Nel 2018 lo scrittore Roberto Saviano scrisse di Matteo Salvini che era “ministro della mala vita” argomentando tale definizione. L’ex Ministro dell’Interno, oggi alle Infrastrutture, come tanti altri politici italiani presentò una querela in Procura chiedendo che fosse accertata la responsabilità penale di Saviano per il reato di diffamazione a mezzo stampa. Da quel momento in poi Matteo Salvini si è totalmente disinteressato del procedimento, mandando persino (finora) di presentarsi un aula per spiegare le ragioni della querela in quanto parte offesa, come finora è definito. Il processo quindi è incagliato proprio perché il soggetto che ha detto alla Giustizia italiana di essere vittima di un reato non va poi dai giudici a dire perché. Di rinvio in rinvio sono passati anni (cinque) e la prossima udienza è fissata per giovedì 7 dicembre in Tribunale a Roma. Come spiega l’imputato Roberto Saviano in un post è prevista l’escussione del Ministro, che potrebbe, ancora una volta, addurre impedimenti legati a impegni istituzionali e saltare il turno. Un rinvio non sarebbe inferiore ai sei mesi, trattandosi di un processo senza detenuti e via così.

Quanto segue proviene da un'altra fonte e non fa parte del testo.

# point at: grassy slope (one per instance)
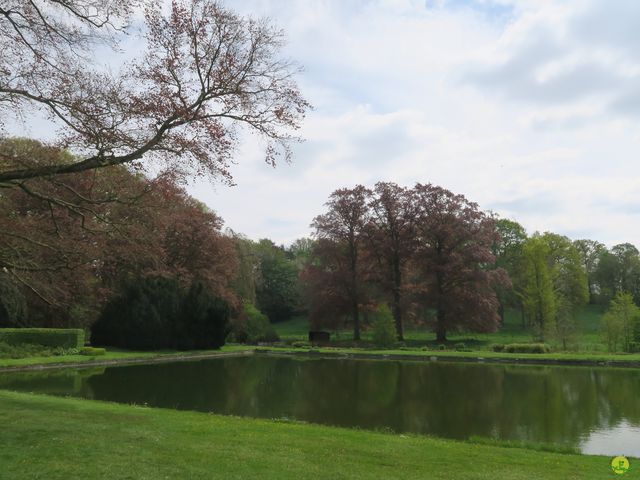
(112, 354)
(58, 438)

“Alle scorse udienze Salvini non si è presentato ma oggi, con le elezioni europee alle porte e il fallimento delle politiche sovraniste, ha bisogno di visibilità per alimentare la sua aspra battaglia interna con Giorgia Meloni. – scrive Saviano sul suo profilo social – Oggi a Salvini serve più di ogni altra cosa un pulpito. Magari sarà la volta buona in cui gli sentiremo dire ‘tutta la verità, nient’altro che la verità’. E non ridete, vi prego. Sarà l’occasione in cui Matteo Salvini, ministro della Repubblica Italiana, sotto giuramento, potrà finalmente spiegare tanti aspetti della sua carriera politica rimasti oscuri nel corso di questi anni. Lo aspetto giovedì 7 dicembre in Tribunale”.
Il processo a carico d Saviano con presunta parte offesa Salvini è, al di là della notorietà di entrambi, la prova plastica di cosa sono le querele per diffamazione a mezzo stampa in Italia. Piuttosto che azioni volte a difendere una lesione subita da ciò che è scritto in un articolo rappresentano vendette, punizioni, intimidazioni, avvertimenti, tanto che, proprio come sta facendo il Ministro, gli autori si dimenticano o snobbano l’andamento del processo. Questa prassi ha spinto il nostro Paese in vetta alle classifiche delle slapp in Europa (oltre il 40% del totale registrato in tutti i Paesi Ue). Un processo di questo tipo impiega mediamente sei anni per arrivare alla pronuncia di primo grado, un tempo lunghissimo durante il quale molti giornalisti non scrivono praticamente più del politico o della società che li ha querelati, tranne i pochi casi di grandi testate e autori famosi. Dunque questo è il risultato vero che una querela può (forse vuole) raggiungere.